本発明で用いるカタクリ(Erythronium)属植物は、ユリ科(Liliaceae)に属する多年草であり、カタクリ(Erythronium japonicum Decne.)、Erythronium americanum Ker-Gawl.、キバナカタクリ(Erythronium grandiflorum Pursh.)、Erythronium caucasicum Woronow、Erythronium oregonum Applegate、Erythronium sibiricum (Fisch. et C.A.Mey.)Krylov等が挙げられる。これらのカタクリ属植物の中でも、カタクリ(Erythronium japonicum Decne.)は、日本全国に広く分布し、その鱗茎は古くから良質なデンプン源として利用され、また、地上部は山菜として食されており、食経験の豊かな植物であるため、好ましく用いられる。
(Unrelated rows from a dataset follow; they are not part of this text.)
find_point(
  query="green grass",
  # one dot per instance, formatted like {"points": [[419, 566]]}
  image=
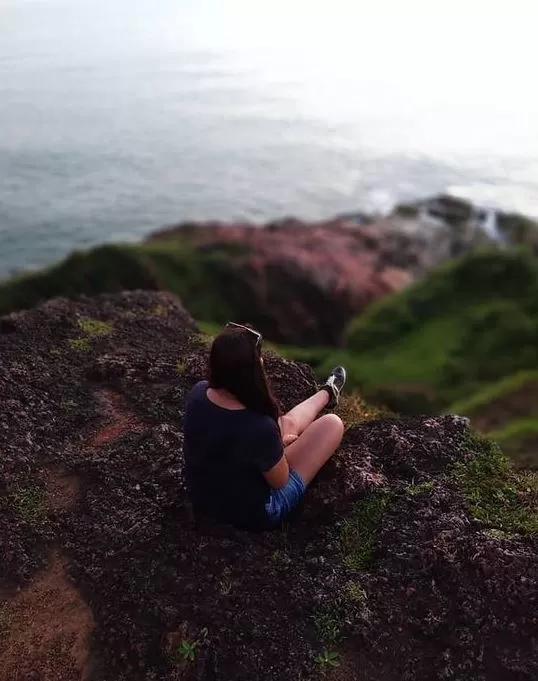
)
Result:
{"points": [[358, 530], [82, 344], [498, 496], [355, 593], [28, 502], [327, 659], [94, 327], [186, 651], [493, 392], [519, 439], [421, 488], [328, 625], [212, 284], [181, 367]]}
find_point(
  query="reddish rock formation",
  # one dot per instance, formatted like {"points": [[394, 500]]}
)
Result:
{"points": [[385, 567]]}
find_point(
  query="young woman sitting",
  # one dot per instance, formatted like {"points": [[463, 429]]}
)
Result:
{"points": [[247, 464]]}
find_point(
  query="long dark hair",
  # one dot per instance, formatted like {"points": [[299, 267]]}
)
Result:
{"points": [[235, 365]]}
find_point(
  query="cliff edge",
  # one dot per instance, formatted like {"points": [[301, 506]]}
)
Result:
{"points": [[415, 555]]}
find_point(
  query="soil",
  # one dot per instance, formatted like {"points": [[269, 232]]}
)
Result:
{"points": [[105, 577]]}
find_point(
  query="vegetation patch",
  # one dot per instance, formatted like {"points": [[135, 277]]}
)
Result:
{"points": [[82, 344], [495, 493], [186, 651], [327, 659], [28, 502], [356, 593], [328, 624], [421, 488], [519, 439], [181, 367], [352, 409], [94, 327], [358, 530]]}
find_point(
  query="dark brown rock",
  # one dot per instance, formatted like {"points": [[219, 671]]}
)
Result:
{"points": [[96, 409]]}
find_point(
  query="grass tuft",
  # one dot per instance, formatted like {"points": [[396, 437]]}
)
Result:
{"points": [[82, 344], [498, 496], [352, 409], [181, 367], [28, 502], [358, 530], [328, 624], [94, 327], [421, 488], [327, 659]]}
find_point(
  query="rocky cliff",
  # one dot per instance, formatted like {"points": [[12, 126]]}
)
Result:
{"points": [[299, 282], [414, 556]]}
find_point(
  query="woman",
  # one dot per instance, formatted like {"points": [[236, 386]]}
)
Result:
{"points": [[247, 464]]}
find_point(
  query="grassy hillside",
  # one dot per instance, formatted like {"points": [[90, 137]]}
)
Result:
{"points": [[466, 325], [197, 278]]}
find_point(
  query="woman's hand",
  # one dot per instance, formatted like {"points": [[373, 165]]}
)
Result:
{"points": [[289, 438]]}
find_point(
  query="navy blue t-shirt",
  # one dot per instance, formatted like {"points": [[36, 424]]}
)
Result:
{"points": [[226, 451]]}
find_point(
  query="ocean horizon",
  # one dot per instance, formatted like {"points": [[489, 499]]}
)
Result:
{"points": [[119, 118]]}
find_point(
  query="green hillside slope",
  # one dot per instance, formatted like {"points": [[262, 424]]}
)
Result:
{"points": [[467, 324]]}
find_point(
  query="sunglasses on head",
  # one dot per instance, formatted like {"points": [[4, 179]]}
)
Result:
{"points": [[256, 334]]}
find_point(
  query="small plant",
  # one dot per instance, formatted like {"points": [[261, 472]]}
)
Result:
{"points": [[226, 583], [69, 404], [327, 659], [421, 488], [28, 502], [328, 625], [356, 593], [278, 557], [186, 651], [181, 367], [82, 344], [357, 531], [94, 327], [160, 311], [498, 496]]}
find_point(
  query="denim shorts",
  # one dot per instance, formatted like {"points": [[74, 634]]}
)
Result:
{"points": [[282, 501]]}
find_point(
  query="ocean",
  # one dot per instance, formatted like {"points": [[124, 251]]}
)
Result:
{"points": [[117, 117]]}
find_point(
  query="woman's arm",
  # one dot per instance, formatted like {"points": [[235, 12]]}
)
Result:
{"points": [[278, 475]]}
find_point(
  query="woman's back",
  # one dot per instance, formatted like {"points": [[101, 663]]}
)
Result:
{"points": [[226, 453]]}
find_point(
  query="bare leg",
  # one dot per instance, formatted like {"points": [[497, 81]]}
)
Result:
{"points": [[315, 446], [301, 416]]}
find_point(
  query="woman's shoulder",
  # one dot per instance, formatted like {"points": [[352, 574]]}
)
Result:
{"points": [[197, 390]]}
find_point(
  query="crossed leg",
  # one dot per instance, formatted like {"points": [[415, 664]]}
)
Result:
{"points": [[317, 439]]}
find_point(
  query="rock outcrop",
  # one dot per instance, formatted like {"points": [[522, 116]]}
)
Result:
{"points": [[301, 283], [385, 573]]}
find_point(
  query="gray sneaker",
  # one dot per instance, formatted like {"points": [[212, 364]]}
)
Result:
{"points": [[334, 385]]}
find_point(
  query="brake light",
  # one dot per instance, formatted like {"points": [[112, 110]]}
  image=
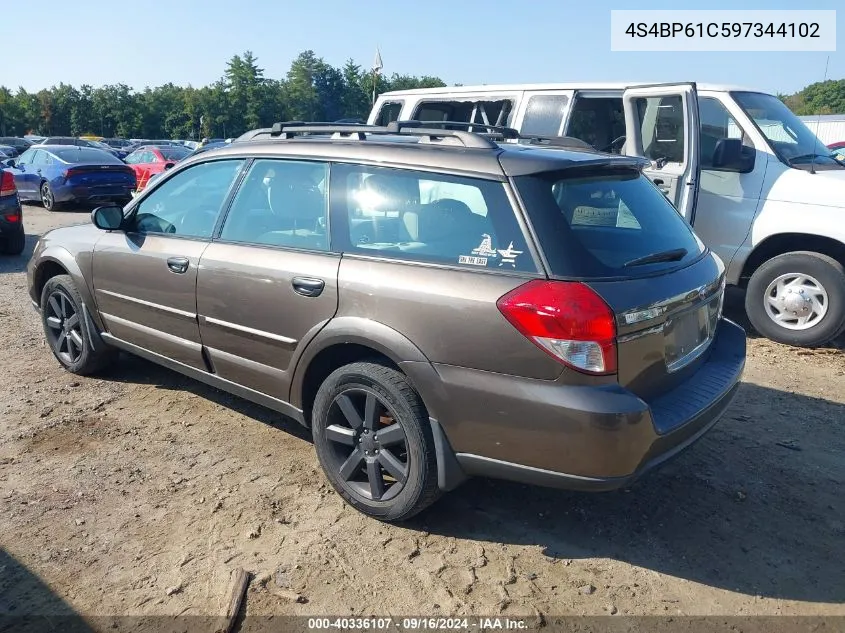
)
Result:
{"points": [[7, 183], [567, 320]]}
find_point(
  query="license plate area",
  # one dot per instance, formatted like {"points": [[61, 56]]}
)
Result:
{"points": [[688, 334]]}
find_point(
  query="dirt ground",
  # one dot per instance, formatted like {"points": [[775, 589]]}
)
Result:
{"points": [[138, 492]]}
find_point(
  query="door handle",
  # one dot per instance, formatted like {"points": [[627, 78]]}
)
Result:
{"points": [[178, 264], [308, 286]]}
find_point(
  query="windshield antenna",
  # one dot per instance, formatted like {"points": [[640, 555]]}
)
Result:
{"points": [[818, 122]]}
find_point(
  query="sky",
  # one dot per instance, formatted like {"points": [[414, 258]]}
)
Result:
{"points": [[461, 41]]}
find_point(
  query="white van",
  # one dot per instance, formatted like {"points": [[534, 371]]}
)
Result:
{"points": [[758, 187]]}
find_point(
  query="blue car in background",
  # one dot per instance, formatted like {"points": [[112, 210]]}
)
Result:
{"points": [[58, 174]]}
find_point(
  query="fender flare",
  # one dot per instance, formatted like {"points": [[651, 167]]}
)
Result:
{"points": [[355, 330], [61, 256]]}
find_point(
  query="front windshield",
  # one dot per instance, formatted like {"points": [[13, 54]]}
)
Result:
{"points": [[793, 142]]}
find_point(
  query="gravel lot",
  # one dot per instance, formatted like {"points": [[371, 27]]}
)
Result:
{"points": [[138, 492]]}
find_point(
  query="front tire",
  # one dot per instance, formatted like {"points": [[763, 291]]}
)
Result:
{"points": [[374, 441], [67, 329], [15, 242], [798, 299]]}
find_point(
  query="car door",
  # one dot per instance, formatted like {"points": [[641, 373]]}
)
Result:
{"points": [[24, 173], [268, 283], [145, 276], [661, 124]]}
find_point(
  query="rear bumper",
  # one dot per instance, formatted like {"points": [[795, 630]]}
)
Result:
{"points": [[582, 437], [94, 194]]}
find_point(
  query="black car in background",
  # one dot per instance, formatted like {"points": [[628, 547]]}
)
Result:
{"points": [[20, 144], [12, 237]]}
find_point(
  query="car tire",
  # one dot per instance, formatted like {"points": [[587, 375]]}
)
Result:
{"points": [[68, 331], [48, 198], [374, 441], [796, 286], [15, 242]]}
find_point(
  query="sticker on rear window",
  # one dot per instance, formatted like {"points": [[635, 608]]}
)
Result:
{"points": [[485, 249], [472, 260], [509, 255]]}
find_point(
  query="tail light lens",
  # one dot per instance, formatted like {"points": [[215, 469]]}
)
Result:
{"points": [[7, 183], [567, 320]]}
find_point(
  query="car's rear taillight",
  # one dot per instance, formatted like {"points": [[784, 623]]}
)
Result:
{"points": [[7, 183], [567, 320]]}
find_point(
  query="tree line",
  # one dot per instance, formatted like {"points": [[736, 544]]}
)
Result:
{"points": [[823, 97], [242, 99]]}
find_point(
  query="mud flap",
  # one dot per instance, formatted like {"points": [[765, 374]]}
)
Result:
{"points": [[450, 475]]}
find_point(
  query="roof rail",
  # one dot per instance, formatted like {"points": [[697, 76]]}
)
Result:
{"points": [[291, 129]]}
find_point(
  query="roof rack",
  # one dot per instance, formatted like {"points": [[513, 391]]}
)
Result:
{"points": [[287, 130]]}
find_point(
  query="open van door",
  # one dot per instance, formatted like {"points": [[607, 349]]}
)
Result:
{"points": [[661, 124]]}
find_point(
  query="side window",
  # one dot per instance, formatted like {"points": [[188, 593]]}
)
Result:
{"points": [[389, 112], [487, 112], [599, 121], [426, 217], [662, 125], [188, 203], [27, 157], [544, 115], [718, 124], [281, 203]]}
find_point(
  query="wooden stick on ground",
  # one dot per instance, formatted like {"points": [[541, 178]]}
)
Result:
{"points": [[236, 600]]}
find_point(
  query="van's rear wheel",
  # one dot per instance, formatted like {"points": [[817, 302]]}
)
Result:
{"points": [[798, 299], [374, 441]]}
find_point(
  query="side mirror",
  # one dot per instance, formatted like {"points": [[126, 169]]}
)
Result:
{"points": [[107, 218], [728, 155]]}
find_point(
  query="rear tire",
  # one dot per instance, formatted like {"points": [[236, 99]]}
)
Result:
{"points": [[48, 198], [798, 299], [374, 441], [68, 331], [15, 242]]}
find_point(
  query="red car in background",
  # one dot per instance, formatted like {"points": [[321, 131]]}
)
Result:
{"points": [[149, 160]]}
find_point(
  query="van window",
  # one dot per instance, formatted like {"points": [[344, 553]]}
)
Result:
{"points": [[544, 115], [487, 112], [389, 112], [598, 121], [716, 124], [662, 127], [597, 222], [427, 217]]}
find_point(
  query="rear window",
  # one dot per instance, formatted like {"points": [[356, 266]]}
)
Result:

本発明において、カタクリ属植物(以下、単に「カタクリ」と記載する)の組織培養の材料として用いる「超未熟種子」とは、閉花後5~10日、好ましくは7~8日の子房内の未熟胚珠をいい、その大きさは縦長約2~4mm、横幅約1~2mmである。
カタクリの上記未熟胚珠(超未熟種子)は、通常は殺菌処理を施してから使用される。例えば、カタクリの未熟胚珠を100%アルコールで消毒した後、次亜塩素酸ナトリウム溶液などで殺菌処理し、その後、滅菌水で洗浄したものを用いる。
「不定胚」とは、受精卵と同様な形態変化の過程をとって植物の体細胞から生ずる一種の胚であって、胚様体(embryoid)とも称し、根、子葉、胚軸を備えた完全な植物体にまで発育しうる能力を有するものをいう。特に、本発明における不定胚は、カルスを経由せずに誘導されることを特徴とする。また、多数の不定胚を含む組織も形成される。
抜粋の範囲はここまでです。